La pronuncia del Tar Basilicata
Il Comune aveva eccepito di aver agito ai sensi dell' articolo 7, comma 2, del decreto legge 13 maggio 2011, n. 70, convertito dalla legge 12 luglio 2011, n. 106 (« i Comuni effettuano la riscossione coattiva delle proprie entrate […] sulla base dell'ingiunzione prevista dal testo unico di cui al regio decreto 14 aprile 1910, n. 639»), che il credito vantato nei confronti del ricorrente era stato determinato dall'Ufficio tecnico erariale (UTE) di Matera, su incarico conferito da una delibera del Consiglio comunale, e che l'opposizione all' ingiunzione era stata presentata oltre il termine di trenta giorni previsto dall'articolo 3 del regio decreto n. 639 del 1940. Ciò, a prescindere dalla inammissibilità del ricorso «per difetto d'interesse e intervenuta acquiescenza, in quanto parte ricorrente si sarebbe limitata a impugnare l'ingiunzione di pagamento che costituisce l'atto finale di un complesso procedimento amministrativo a formazione progressiva, mentre alcuna impugnazione sarebbe stata proposta avverso [gli ] atti presupposti». Tesi che il TAR Basilicata ha respinto muovendo dall'indirizzo giurisprudenziale, secondo cui il credito in base al quale viene emesso l'ordine di pagamento ex articolo 2 del regio decreto n.639 del 1910 deve essere certo, liquido ed esigibile, dovendo la sua sussistenza, la sua determinazione quantitativa e le sue condizioni di esigibilità derivare da fonti, da fatti e da parametri obiettivi e predeterminati (da ultimo, Cassazione, Sezione I, sentenza n. 7076 del 11 aprile 2016). Fonti, fatti e parametri che il giudice amministrativo non ha intravisto nel caso di specie, in quanto la convenzione urbanistica non conferiva all' Ente locale «alcun potere di stabilire unilateralmente la sussistenza e l'ammontare del credito», con la conseguenza che quest'ultimo «non può ritenersi […] né certo, né liquido, non rinvenendo direttamente in una norma di legge, né nell'accettazione dell'impresa interessata, il titolo e gli elementi per la sua determinazione concreta».

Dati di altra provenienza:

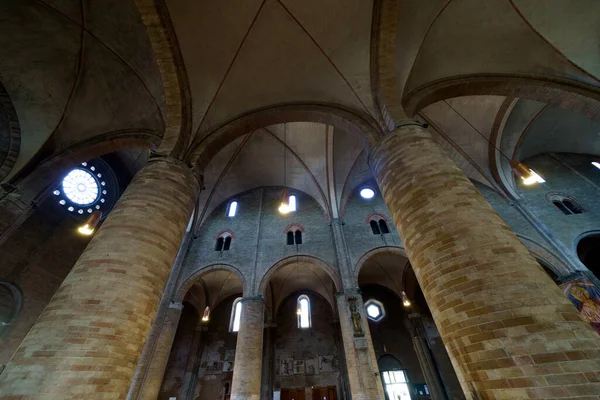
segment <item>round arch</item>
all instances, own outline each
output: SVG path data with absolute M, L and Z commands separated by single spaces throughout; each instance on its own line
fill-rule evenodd
M 527 250 L 531 253 L 535 259 L 543 265 L 544 268 L 548 268 L 554 275 L 560 279 L 561 277 L 567 276 L 574 271 L 567 266 L 556 254 L 550 251 L 544 245 L 536 242 L 535 240 L 516 234 L 521 243 L 525 245 Z
M 573 252 L 577 255 L 579 262 L 598 277 L 600 269 L 590 265 L 598 259 L 598 244 L 600 243 L 600 231 L 592 230 L 579 235 L 573 241 Z M 599 278 L 600 279 L 600 278 Z
M 197 132 L 186 160 L 203 171 L 212 157 L 236 138 L 259 128 L 287 122 L 332 125 L 360 135 L 369 146 L 374 146 L 383 135 L 375 120 L 350 108 L 328 103 L 288 103 L 258 108 L 205 133 Z
M 600 89 L 580 81 L 519 74 L 472 74 L 439 79 L 402 97 L 411 116 L 437 101 L 452 97 L 497 95 L 536 100 L 600 121 Z
M 333 268 L 331 265 L 329 265 L 328 263 L 326 263 L 325 261 L 323 261 L 317 257 L 309 256 L 306 254 L 300 254 L 297 256 L 289 256 L 289 257 L 282 258 L 281 260 L 279 260 L 275 264 L 273 264 L 260 278 L 260 283 L 258 285 L 258 288 L 256 288 L 257 289 L 256 293 L 258 293 L 262 296 L 265 296 L 267 285 L 269 283 L 269 280 L 273 276 L 273 274 L 278 269 L 285 267 L 286 265 L 296 263 L 296 262 L 305 262 L 305 263 L 313 264 L 313 265 L 320 267 L 325 272 L 327 272 L 327 275 L 329 275 L 329 277 L 333 281 L 333 284 L 335 285 L 335 289 L 338 292 L 343 289 L 342 279 L 341 279 L 337 269 Z
M 358 259 L 356 265 L 354 266 L 354 282 L 353 283 L 356 286 L 358 286 L 358 275 L 360 274 L 360 270 L 362 269 L 362 267 L 366 264 L 366 262 L 368 260 L 371 259 L 371 257 L 373 257 L 376 254 L 381 254 L 381 253 L 399 255 L 399 256 L 402 256 L 402 257 L 408 259 L 406 250 L 404 250 L 404 248 L 400 247 L 400 246 L 380 246 L 380 247 L 375 247 L 371 250 L 368 250 L 366 253 L 364 253 Z
M 174 297 L 173 301 L 182 302 L 183 299 L 185 298 L 185 295 L 191 289 L 191 287 L 196 282 L 198 282 L 198 280 L 201 277 L 203 277 L 204 275 L 206 275 L 212 271 L 228 271 L 228 272 L 233 273 L 242 282 L 243 293 L 244 294 L 250 293 L 249 288 L 248 288 L 248 282 L 246 281 L 244 274 L 239 269 L 237 269 L 236 267 L 234 267 L 231 264 L 216 263 L 216 264 L 209 264 L 209 265 L 202 266 L 202 267 L 198 268 L 197 270 L 195 270 L 192 274 L 188 275 L 188 277 L 185 278 L 182 281 L 182 283 L 179 285 L 179 287 L 177 288 L 177 291 L 175 292 L 175 296 L 173 296 Z

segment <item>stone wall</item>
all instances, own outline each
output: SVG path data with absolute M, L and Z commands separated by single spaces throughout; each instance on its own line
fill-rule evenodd
M 298 328 L 296 301 L 305 294 L 310 299 L 311 327 Z M 314 292 L 300 291 L 288 296 L 279 307 L 275 328 L 275 385 L 274 390 L 282 388 L 306 388 L 336 386 L 340 393 L 340 363 L 335 372 L 319 372 L 312 374 L 285 375 L 281 368 L 284 357 L 294 360 L 306 360 L 316 356 L 335 356 L 338 346 L 334 339 L 334 313 L 327 300 Z M 317 357 L 318 360 L 318 357 Z

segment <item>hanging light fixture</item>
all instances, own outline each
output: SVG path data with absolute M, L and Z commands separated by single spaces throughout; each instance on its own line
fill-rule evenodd
M 77 228 L 77 232 L 81 233 L 84 236 L 90 236 L 98 227 L 98 223 L 100 223 L 100 218 L 102 218 L 102 211 L 94 211 L 94 213 L 92 213 L 92 215 L 90 215 L 85 220 L 85 224 Z
M 527 168 L 525 164 L 515 160 L 510 160 L 510 168 L 513 172 L 521 178 L 524 185 L 533 185 L 534 183 L 544 183 L 546 180 L 539 176 L 531 168 Z
M 286 188 L 286 167 L 287 167 L 287 125 L 283 125 L 283 190 L 281 191 L 281 199 L 279 201 L 279 212 L 282 214 L 287 214 L 290 212 L 290 194 Z
M 408 299 L 408 296 L 406 295 L 406 292 L 404 292 L 404 290 L 401 293 L 402 295 L 402 305 L 404 307 L 410 307 L 410 300 Z
M 204 313 L 202 314 L 202 322 L 208 322 L 210 318 L 210 307 L 206 306 Z

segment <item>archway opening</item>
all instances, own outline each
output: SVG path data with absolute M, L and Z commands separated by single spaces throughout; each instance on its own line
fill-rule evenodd
M 290 257 L 263 278 L 271 327 L 263 343 L 265 398 L 330 398 L 334 392 L 337 397 L 344 393 L 338 289 L 330 276 L 333 270 L 324 266 L 310 257 Z
M 232 326 L 235 320 L 239 325 L 243 312 L 237 301 L 243 286 L 236 272 L 219 266 L 201 271 L 182 286 L 183 310 L 159 398 L 213 398 L 229 393 L 237 344 L 237 329 Z
M 577 243 L 577 256 L 600 279 L 600 233 L 588 235 Z
M 408 258 L 398 248 L 383 248 L 361 260 L 358 285 L 386 396 L 407 400 L 430 396 L 435 383 L 422 365 L 426 356 L 435 366 L 433 373 L 441 380 L 444 395 L 464 398 Z M 380 305 L 381 315 L 369 309 L 374 305 Z

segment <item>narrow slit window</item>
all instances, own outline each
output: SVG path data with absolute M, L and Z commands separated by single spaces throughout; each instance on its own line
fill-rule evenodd
M 288 246 L 291 246 L 294 244 L 294 232 L 292 232 L 292 231 L 289 231 L 287 233 L 287 244 L 288 244 Z
M 229 203 L 229 208 L 227 209 L 227 216 L 230 218 L 235 217 L 235 214 L 237 213 L 237 208 L 237 201 L 232 201 L 231 203 Z
M 238 332 L 240 330 L 240 321 L 242 318 L 242 298 L 238 297 L 233 302 L 231 307 L 231 322 L 229 323 L 230 332 Z
M 556 208 L 558 208 L 560 211 L 562 211 L 563 214 L 571 215 L 571 211 L 569 211 L 569 209 L 563 204 L 562 201 L 554 200 L 552 202 L 552 204 L 554 204 L 556 206 Z
M 388 229 L 387 223 L 383 219 L 379 220 L 379 230 L 383 234 L 390 233 L 390 230 Z
M 217 239 L 217 243 L 215 244 L 215 251 L 222 251 L 223 250 L 223 238 L 220 237 Z
M 310 328 L 310 299 L 306 295 L 298 297 L 297 302 L 298 328 Z
M 296 244 L 302 244 L 302 232 L 297 230 L 294 236 L 296 237 Z
M 371 231 L 373 232 L 373 235 L 381 234 L 379 231 L 379 225 L 377 225 L 377 221 L 371 221 L 369 222 L 369 225 L 371 225 Z
M 296 195 L 291 195 L 288 199 L 290 211 L 296 211 Z
M 231 236 L 227 236 L 225 238 L 225 243 L 223 244 L 223 251 L 229 250 L 230 247 L 231 247 Z

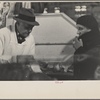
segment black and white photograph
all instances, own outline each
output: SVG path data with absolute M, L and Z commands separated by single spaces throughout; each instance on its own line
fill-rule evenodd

Di qui l'illegittimità dell'ingiunzione di pagamento che- rileva la sentenza- risulta adottata senza tener conto che le convenzioni urbanistiche sono uno strumento "dichiaratamente contrattuale" (Consiglio di Stato, Sezione V, sentenza 1° aprile 2016, n. 2040), perché rientrano nel novero degli accordi tra privati e Pubblica Amministrazione, con l'effetto che quest'ultima non può apportarvi modifiche unilaterali (ex pluris, Consiglio di giustizia amministrativa, sentenza 1°febbraio 2001, n.20).
Fermo restando che le altre argomentazioni addotte dal Comune a sostegno della tesi difensiva sono prive di pregio, in quanto: a) l'inutile decorso del termine di trenta giorni di cui all'articolo 3 del regio decreto n. 639 del 1910 non preclude al debitore di contestare l'esistenza del credito preteso dall'amministrazione (Cassazione Sezione I, sentenza 28 gennaio 2015, n. 1615; Cassazione, Sezioni Unite, sentenza 9 marzo 2012, n. 3689); b) tutti gli atti endoprocedimentali (nel caso di specie, la comunicazione dell' avvio del procedimento amministrativo inteso ad affidare all' U.T.E. l'incarico di procedere alla stima delle aree retrocesse, la deliberazione consiliare di affidamento dell' incarico e gli atti di diffida e messa in mora) sono sprovvisti di autonoma lesività ( Consiglio Stato, Sezione IV, sentenza 12 maggio 2016, n. 1913).